“¡Qué nuera más perfecta para nosotros!”
Isabel extendió con cuidado la masa quebrada en el molde para hornear. Su hijo Adrián y su nuera Lucía llegarían en un par de horas. El silencio de la cocina se rompió con el timbre agudo del teléfono. Isabel se secó las manos en el delantal y respondió.
—¿Diga?
—Buenas tardes —dijo una voz femenina desconocida—. ¿Habla con Isabel Martínez Ruiz?
—Sí, soy yo —respondió Isabel, sintiendo un instinto de alerta.
—Me llamo Margarita Fernández. Soy la ex suegra de Lucía, su nuera.
Isabel se sentó en una silla de la cocina, sin apartar el teléfono de la oreja. “¿Ex suegra?” Recordó las pocas pero duras palabras que Lucía había soltado sobre su pasado matrimonial.
—Entiendo. ¿En qué puedo ayudarla, Margarita?
El tono de la mujer al otro lado de la línea perdió toda cortesía, volviéndose cortante y malintencionado.
—Quería saber cómo le va a nuestra Lucía con ustedes. ¿Ya se han cansado de ella? O quizá aún no, pero créame, ¡se arrepentirán! ¡Esa vaga no vale para nada!
—No la entiendo. Lucía es una chica maravillosa. ¿Por qué deberíamos arrepentirnos?
—¿Maravillosa? —chilló Margarita—. ¡Es una holgazana! Yo friego el suelo todos los días, como debe ser. ¿Y ella? ¡Cada tres días, y porque no le queda más remedio! ¿Y las cortinas? ¿Cuándo las lavó por última vez? En mi casa, cada mes sin falta. Pero ella… ¡una vez al año si acaso! ¡Y la cocina! A mi pobre hijo lo alimentaba con veneno. ¡Sopa aguada, albóndigas de goma! ¡Hasta le dio una gastritis!
—Margarita, en su casa todo está impecable. Y Lucía cocina de maravilla. Yo misma le enseñé algunos secretos, y es muy talentosa. No tenemos ninguna queja. Y la gastritis de su hijo seguro fue por el exceso de alcohol.

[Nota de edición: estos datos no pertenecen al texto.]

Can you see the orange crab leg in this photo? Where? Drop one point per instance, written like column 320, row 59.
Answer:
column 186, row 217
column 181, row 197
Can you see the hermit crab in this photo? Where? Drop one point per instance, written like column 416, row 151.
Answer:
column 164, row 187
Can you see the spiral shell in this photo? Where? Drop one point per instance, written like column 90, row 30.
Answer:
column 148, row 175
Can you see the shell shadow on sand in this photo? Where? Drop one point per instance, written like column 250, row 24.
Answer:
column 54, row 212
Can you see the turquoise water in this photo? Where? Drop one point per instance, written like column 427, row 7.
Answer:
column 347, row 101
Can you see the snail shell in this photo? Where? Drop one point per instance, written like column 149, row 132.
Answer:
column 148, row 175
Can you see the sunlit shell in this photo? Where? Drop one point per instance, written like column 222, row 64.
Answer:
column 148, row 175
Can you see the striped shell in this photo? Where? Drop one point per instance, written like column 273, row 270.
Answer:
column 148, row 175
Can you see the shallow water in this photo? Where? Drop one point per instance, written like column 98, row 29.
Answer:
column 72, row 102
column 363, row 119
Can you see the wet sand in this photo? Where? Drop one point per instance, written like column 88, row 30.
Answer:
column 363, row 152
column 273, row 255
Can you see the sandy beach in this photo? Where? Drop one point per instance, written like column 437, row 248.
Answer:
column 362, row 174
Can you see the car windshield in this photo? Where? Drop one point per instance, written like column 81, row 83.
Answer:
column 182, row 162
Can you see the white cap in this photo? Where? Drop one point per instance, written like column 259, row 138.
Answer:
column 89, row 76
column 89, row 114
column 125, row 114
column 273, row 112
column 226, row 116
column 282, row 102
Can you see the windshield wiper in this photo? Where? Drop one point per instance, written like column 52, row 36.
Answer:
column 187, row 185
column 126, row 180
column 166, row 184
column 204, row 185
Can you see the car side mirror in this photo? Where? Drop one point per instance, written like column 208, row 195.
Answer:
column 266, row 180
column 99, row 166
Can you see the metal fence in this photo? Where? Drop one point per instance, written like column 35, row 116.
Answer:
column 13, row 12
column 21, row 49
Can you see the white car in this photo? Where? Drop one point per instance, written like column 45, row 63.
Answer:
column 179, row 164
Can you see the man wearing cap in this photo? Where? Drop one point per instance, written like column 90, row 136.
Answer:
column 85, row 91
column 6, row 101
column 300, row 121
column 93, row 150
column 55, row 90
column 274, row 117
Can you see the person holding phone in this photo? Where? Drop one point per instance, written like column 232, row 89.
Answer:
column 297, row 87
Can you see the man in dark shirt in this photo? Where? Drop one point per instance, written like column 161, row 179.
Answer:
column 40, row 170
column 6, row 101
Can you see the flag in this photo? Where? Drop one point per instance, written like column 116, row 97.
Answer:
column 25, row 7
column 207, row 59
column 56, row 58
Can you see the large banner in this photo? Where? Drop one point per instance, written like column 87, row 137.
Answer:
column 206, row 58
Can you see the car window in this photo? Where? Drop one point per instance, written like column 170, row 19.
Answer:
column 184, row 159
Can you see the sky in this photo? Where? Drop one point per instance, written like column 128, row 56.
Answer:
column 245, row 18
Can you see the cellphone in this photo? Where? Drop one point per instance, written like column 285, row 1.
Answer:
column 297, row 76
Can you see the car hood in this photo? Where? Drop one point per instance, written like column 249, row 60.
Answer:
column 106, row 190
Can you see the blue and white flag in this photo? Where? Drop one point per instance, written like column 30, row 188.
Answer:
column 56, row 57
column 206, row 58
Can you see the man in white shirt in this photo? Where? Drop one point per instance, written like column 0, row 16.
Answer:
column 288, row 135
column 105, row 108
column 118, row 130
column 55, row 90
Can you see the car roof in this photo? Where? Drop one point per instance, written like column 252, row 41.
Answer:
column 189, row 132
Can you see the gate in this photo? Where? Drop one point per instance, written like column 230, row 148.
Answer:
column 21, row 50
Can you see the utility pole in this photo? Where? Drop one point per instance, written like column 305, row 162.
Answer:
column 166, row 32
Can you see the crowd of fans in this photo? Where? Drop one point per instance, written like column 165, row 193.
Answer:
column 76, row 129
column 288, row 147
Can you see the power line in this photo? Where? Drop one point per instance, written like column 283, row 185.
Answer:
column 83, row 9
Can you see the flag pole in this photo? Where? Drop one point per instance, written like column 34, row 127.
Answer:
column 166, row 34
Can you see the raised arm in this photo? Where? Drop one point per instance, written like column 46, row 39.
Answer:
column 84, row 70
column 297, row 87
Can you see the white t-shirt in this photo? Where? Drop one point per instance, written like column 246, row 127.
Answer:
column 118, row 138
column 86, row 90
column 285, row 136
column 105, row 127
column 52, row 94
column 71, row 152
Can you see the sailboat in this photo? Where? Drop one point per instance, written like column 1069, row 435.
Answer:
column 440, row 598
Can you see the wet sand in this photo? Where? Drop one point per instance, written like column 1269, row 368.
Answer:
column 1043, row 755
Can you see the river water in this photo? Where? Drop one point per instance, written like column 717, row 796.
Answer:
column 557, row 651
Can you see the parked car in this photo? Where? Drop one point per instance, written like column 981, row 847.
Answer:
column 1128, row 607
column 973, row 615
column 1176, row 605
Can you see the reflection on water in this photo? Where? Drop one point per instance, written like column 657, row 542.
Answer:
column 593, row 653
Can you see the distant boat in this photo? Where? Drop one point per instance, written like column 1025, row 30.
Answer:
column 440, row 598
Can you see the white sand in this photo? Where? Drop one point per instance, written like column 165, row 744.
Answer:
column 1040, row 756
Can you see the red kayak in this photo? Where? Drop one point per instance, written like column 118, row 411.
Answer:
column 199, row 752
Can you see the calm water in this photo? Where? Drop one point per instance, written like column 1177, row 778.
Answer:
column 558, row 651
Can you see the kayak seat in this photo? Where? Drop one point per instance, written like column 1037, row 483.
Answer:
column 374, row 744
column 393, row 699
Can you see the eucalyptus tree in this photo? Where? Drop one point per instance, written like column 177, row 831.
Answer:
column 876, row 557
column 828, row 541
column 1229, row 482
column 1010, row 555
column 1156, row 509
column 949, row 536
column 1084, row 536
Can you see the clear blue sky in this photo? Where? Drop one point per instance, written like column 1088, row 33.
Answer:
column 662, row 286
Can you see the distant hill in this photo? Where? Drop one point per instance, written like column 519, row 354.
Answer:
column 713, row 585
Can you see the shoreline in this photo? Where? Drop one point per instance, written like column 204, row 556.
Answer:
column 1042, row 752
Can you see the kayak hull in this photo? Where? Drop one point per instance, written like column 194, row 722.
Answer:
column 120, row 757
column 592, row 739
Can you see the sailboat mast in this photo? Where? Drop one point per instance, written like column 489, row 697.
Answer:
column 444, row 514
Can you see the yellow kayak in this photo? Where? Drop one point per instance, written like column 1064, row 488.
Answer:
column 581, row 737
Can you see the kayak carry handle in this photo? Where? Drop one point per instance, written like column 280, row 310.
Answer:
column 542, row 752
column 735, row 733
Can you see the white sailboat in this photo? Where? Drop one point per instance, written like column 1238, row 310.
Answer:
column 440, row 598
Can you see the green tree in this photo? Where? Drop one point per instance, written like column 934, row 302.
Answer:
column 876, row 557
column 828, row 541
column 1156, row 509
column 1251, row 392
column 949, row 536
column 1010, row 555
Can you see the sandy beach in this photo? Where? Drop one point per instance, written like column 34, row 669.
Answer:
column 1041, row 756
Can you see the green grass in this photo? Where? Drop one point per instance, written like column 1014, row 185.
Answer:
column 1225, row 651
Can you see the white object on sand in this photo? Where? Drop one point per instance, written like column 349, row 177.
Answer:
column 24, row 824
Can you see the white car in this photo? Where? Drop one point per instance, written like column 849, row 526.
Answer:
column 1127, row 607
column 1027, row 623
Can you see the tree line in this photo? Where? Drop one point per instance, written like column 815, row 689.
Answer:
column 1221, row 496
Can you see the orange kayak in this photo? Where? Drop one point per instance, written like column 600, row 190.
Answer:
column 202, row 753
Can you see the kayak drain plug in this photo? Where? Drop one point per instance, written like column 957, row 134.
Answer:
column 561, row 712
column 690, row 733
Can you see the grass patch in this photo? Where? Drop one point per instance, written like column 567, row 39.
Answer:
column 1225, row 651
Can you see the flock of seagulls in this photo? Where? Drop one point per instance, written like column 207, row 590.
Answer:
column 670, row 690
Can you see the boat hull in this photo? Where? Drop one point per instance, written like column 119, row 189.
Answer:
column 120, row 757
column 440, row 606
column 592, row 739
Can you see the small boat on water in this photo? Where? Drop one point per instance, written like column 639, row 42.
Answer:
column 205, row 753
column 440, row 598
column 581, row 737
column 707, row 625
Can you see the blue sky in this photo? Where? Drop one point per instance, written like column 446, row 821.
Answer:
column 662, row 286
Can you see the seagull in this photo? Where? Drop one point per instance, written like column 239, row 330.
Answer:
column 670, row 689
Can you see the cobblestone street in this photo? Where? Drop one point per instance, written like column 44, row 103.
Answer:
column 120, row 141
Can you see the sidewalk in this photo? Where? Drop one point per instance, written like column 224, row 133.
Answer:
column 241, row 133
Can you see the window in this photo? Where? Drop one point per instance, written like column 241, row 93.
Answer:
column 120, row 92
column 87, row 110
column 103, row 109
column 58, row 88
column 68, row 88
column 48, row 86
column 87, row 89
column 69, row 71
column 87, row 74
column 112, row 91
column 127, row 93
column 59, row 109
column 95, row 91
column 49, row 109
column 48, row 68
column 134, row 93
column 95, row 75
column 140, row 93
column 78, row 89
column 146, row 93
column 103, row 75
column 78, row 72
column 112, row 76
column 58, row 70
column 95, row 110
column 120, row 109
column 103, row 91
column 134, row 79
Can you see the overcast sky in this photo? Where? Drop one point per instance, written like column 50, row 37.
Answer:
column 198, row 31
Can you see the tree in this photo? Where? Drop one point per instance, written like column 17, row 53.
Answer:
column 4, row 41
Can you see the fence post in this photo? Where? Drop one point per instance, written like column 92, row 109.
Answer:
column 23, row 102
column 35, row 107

—¿Ninguna queja? —vociferó Margarita sin escuchar—. ¿Y cómo trataba a mi hijo? Él llegaba cansado del trabajo… ¡como cualquier hombre! Se tomaba su copa para relajarse, ¡y ella en vez de atenderlo, le armaba escándalos! ¡Una desagradecida!
Isabel cerró los ojos. Lucía le había contado cómo su exmarido llegaba de madrugada, borracho, destruyendo la casa, insultándola. Pero Adrián era diferente: responsable, sin tocar el alcohol, orgulloso del trabajo de Lucía y siempre llevándole flores sin motivo.
—Mi hijo, Adrián —dijo Isabel con firmeza—, nunca llega borracho a casa. Respeta a su mujer y su hogar. Lucía no tiene por qué gritarle. Son felices.
Un silencio pesado llenó la línea. Luego, Margarita habló de nuevo, esta vez con un veneno helado:
—¿Felices? ¡Ja! ¿Sabía que es de un orfanato? Nos apiadamos de ella, pero esas niñas… No es casualidad que sea estéril. ¡Árbol que no da fruto! Verá, pasarán los años y no tendrán nietos. ¡Entonces lamentará haberla acogido!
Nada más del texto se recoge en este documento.